Friday, September 6, 2013

Fixed or Mixed: The Dilemma of Mixed Models versus Linear Models

We all know what a linear (regression) model is, but mixed-models are less well-known (read more about them here). Linear model only model fixed effects, while mixed models model both fixed and random effects.

One of the questions that many people initially ask is: How do we know if a factor is random or fixed?

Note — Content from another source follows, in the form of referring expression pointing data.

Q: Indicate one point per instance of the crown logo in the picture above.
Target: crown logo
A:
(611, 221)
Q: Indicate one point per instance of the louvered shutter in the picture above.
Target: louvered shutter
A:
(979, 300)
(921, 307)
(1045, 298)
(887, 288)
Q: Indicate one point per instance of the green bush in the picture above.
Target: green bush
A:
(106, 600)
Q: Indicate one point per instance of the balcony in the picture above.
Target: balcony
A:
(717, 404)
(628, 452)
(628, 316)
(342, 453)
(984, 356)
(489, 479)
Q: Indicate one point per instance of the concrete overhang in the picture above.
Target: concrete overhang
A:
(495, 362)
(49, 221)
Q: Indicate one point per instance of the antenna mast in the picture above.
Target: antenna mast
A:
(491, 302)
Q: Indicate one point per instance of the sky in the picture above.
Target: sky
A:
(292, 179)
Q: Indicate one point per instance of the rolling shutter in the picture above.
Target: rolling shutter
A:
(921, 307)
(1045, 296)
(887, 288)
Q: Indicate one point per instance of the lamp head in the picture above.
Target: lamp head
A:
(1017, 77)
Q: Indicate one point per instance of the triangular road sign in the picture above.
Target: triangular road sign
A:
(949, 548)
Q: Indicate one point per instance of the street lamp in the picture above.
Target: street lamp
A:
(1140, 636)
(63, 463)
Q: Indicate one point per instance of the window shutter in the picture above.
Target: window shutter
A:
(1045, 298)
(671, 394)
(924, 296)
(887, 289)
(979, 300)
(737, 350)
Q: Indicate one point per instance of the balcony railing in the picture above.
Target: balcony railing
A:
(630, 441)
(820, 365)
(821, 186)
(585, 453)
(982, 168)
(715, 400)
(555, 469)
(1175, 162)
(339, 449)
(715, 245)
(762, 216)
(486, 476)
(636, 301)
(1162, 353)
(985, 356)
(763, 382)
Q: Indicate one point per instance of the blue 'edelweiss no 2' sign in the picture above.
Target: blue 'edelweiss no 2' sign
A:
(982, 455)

Bodo Winter has a nice tutorial on linear mixed models, and I summarize the main points here:
  • if the factor has a systematic relation with the predicted value (or the class label, aka in machine learning), it is a fixed effect or variable (voice pitch has a systematic relation with gender, pitch is higher in females, while is lower in males)
  • if the factor has a non-systematic relation with the predicted value, it is a random effect (voice pitch has no systematic relation with subject ID, a certain subject might have a high or low pitch)

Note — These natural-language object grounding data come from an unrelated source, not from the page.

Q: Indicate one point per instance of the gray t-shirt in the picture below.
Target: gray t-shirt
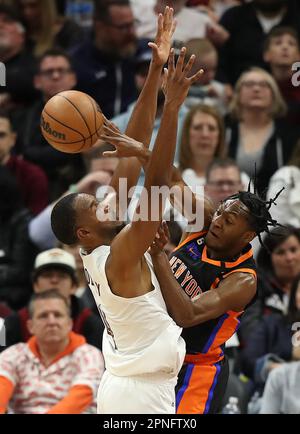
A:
(282, 390)
(246, 160)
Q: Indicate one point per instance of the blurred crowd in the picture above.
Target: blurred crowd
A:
(244, 112)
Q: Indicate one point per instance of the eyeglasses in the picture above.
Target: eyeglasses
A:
(263, 84)
(48, 73)
(219, 184)
(123, 27)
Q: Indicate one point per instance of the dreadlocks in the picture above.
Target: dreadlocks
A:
(258, 209)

There is also another criteria (again, the credit goes to Bodo): "Fixed effects “exhaust the population of interest”, or they exhaust “the levels of a factor”. For example for a "gender" attribute, there’s only “male” or “female”, so these are the only two levels of this factor. In contrast, random effects generally sample from the population of interest. That  means that they are far away from “exhausting the population”, because there’s usually many many more subjects or items that you could have tested.